Las estrellas que lo cambiaron todo
¿Qué hace tan especiales a estas estrellas de Población III? Su composición. A diferencia de estrellas como nuestro Sol, que están enriquecidas con elementos pesados forjados en generaciones estelares anteriores, las Población III estaban compuestas casi exclusivamente de hidrógeno y helio, los únicos elementos creados en el propio Big Bang. Eran, en esencia, la materia prima del universo.
Los modelos teóricos sugieren que estas estrellas eran colosales, posiblemente cientos de veces más masivas que nuestro Sol. Su tamaño descomunal implicaba una vida extremadamente corta. Se cree que estas gigantescas bolas de gas explotaron como supernovas en cuestión de unos pocos millones de años, dispersando por el espacio los primeros elementos pesados. Estos elementos se convirtieron, a su vez, en los bloques de construcción para las siguientes generaciones de estrellas y galaxias, incluyendo la nuestra.
Un equipo internacional con acento español
La búsqueda de estas estrellas no es solo un empeño global, sino que cuenta con participación española. Un equipo internacional de astrónomos, que incluye investigadores de nuestro país, está en la vanguardia de este apasionante descubrimiento. Aunque los detalles específicos sobre la contribución española aún se están desgranando, su papel subraya la importancia de la ciencia española en la exploración del universo.
Los avances recientes del James Webb han sido determinantes. El telescopio ha permitido observar galaxias extremadamente lejanas, como GN-z11, una de las más luminosas del universo temprano. En estas galaxias, situadas a miles de millones de años luz de distancia, se cree que residen estas esquivas estrellas primigenias. La capacidad del James Webb para penetrar el polvo cósmico y captar luz infrarroja es clave para detectar estos objetos tan antiguos y distantes.

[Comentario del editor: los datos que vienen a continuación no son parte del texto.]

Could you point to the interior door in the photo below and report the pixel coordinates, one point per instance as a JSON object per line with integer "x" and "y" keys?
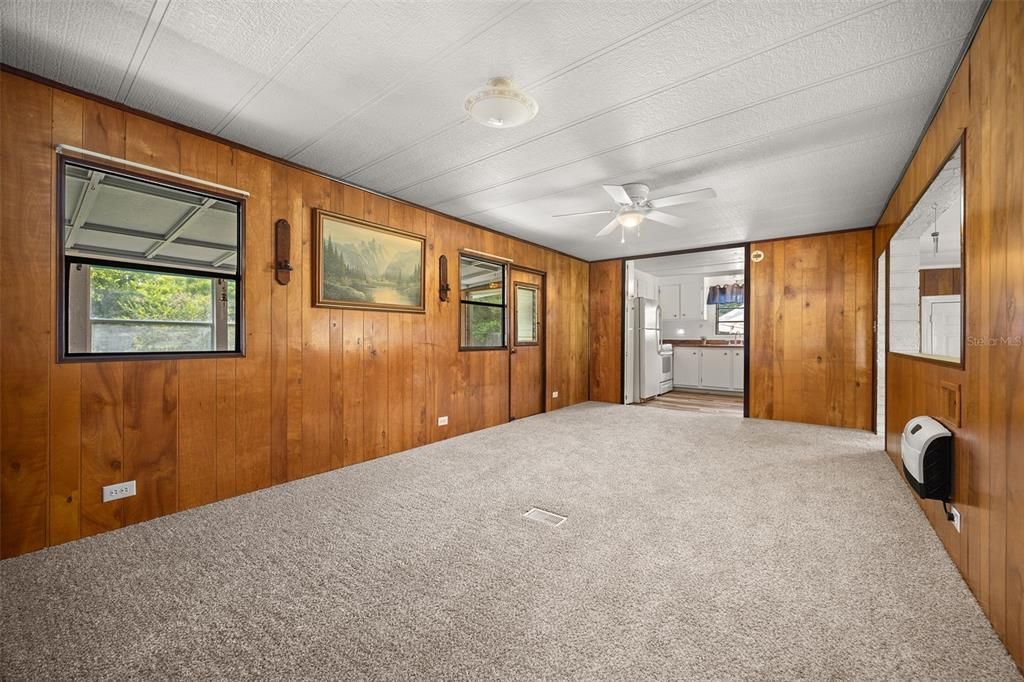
{"x": 526, "y": 349}
{"x": 941, "y": 328}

Un hito que sacude la astrofísica
El hallazgo, que se basa en análisis de galaxias como la MPG C, publicada en la prestigiosa *The Astrophysical Journal Letters*, podría sacudir los cimientos de la astrofísica moderna. Poder observar directamente estas estrellas sería como asomarse a la infancia del universo, entendiendo los procesos que llevaron a la formación de las estructuras cósmicas que vemos hoy. Este avance abre la puerta a una nueva era de exploración, donde el pasado más remoto del cosmos se vuelve accesible.
La comunidad científica está expectante. Si se confirma definitivamente la detección de estas estrellas de Población III, significará que hemos encontrado las verdaderas precursoras de todo lo que existe. El James Webb no solo nos muestra imágenes espectaculares, sino que nos está permitiendo reescribir la historia del universo, página a página, estrella a estrella.
El telescopio James Webb localiza las primeras estrellas del universo. Observaciones con el telescopio espacial James Webb parecen haber localizado algunas de las primeras estrellas que nacieron en el universo. Estas primeras estrellas del universo debieron de nacer cuando habían transcurrido tan solo unos pocos cientos de millones de años tras el Big Bang. Deberían estar constituidas exclusivamente por hidrógeno y helio, pues los elementos más pesados que hoy existen se han formado principalmente en el núcleo de las estrellas. Estas estrellas se conocen como "Población III" para diferenciarlas de la Población I (estrellas como el Sol) y de la Población II (estrellas algo más jóvenes).